PTX Register Allocation Architecture

This chapter explains trueno-gpu's approach to register allocation, which delegates physical register assignment to NVIDIA's ptxas compiler. This is a pragmatic design that leverages 30+ years of GPU compiler optimization.

The Traditional Compiler Problem

In traditional compilers (like LLVM for x86), you must map an infinite number of variables to a finite set of physical registers (e.g., RAX, RDI, RSI on x86-64). This requires complex algorithms:

  • Graph Coloring: Model register interference as a graph, color with K colors (K = number of physical registers)
  • Linear Scan: Faster but less optimal allocation for JIT compilers

These algorithms are complex to implement correctly and require significant engineering effort.

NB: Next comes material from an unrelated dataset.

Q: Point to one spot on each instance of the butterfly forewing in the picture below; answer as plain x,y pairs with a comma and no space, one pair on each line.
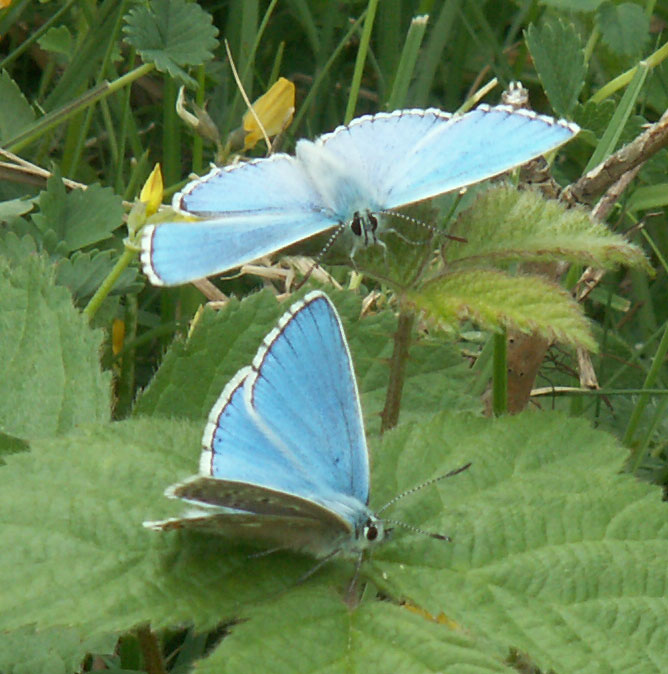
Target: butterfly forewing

Trueno's Strategy: Virtual Registers + ptxas

Trueno takes a different approach that leverages PTX's design as a virtual ISA:

┌─────────────────────────────────────────────────────────────┐
│  Trueno PTX Builder (Rust)                                  │
│  - Allocates unlimited virtual registers (%f0, %f1, ...)    │
│  - Tracks liveness for pressure REPORTING                   │
│  - Emits SSA-style PTX                                      │
└─────────────────────────────────────────────────────────────┘
                             │
                        PTX Source
                             │
                             ▼
┌─────────────────────────────────────────────────────────────┐
│  NVIDIA ptxas (JIT Compiler)                                │
│  - Graph coloring for physical register allocation          │
│  - Register spilling to local memory if needed              │
│  - Dead code elimination, constant folding, etc.            │
└─────────────────────────────────────────────────────────────┘
                             │
                        SASS Binary
                             │
                             ▼
┌─────────────────────────────────────────────────────────────┐
│  GPU Execution                                              │
└─────────────────────────────────────────────────────────────┘

How It Works

  1. Virtual Register Allocation: Each operation allocates a new virtual register with a monotonically increasing ID:
// In trueno-gpu's KernelBuilder
pub fn add_f32(&mut self, a: VirtualReg, b: VirtualReg) -> VirtualReg {
    // Allocate NEW virtual register (SSA style)
    let dst = self.registers.allocate_virtual(PtxType::F32);
    self.instructions.push(
        PtxInstruction::new(PtxOp::Add, PtxType::F32)
            .dst(Operand::Reg(dst))
            .src(Operand::Reg(a))
            .src(Operand::Reg(b))
    );
    dst  // Return %f2, %f3, %f4, etc.
}
  1. Per-Type Namespaces: PTX requires separate register namespaces per type:
TypePrefixExample
.f32%f%f0, %f1, %f2
.f64%fd%fd0, %fd1
.u32%r%r0, %r1
.u64%rd%rd0, %rd1
.pred%p%p0, %p1
  1. Emitted PTX: The builder emits register declarations and instructions:
.visible .entry vector_add(
    .param .u64 a_ptr,
    .param .u64 b_ptr,
    .param .u64 c_ptr,
    .param .u32 n
) {
    .reg .f32  %f<3>;    // Virtual registers %f0, %f1, %f2
    .reg .u32  %r<5>;    // Virtual registers %r0-4
    .reg .u64  %rd<7>;   // Virtual registers %rd0-6
    .reg .pred %p<1>;    // Predicate register %p0

    // Instructions use virtual registers
    mov.u32 %r0, %tid.x;
    mov.u32 %r1, %ctaid.x;
    // ...
    add.rn.f32 %f2, %f0, %f1;
    // ...
}
  1. ptxas Does the Rest: NVIDIA's ptxas compiler:
    • Builds an interference graph from virtual register liveness
    • Performs graph coloring to assign physical registers
    • Generates spill code if necessary (to .local memory)
    • Applies optimization passes

Why This Design?

1. Pragmatism (Avoid Muda)

NVIDIA has invested 30+ years into GPU compiler optimization. Reimplementing graph coloring would be:

  • Redundant (ptxas already does it)
  • Inferior (we can't match NVIDIA's GPU-specific knowledge)
  • Wasteful engineering effort (Muda in Toyota terms)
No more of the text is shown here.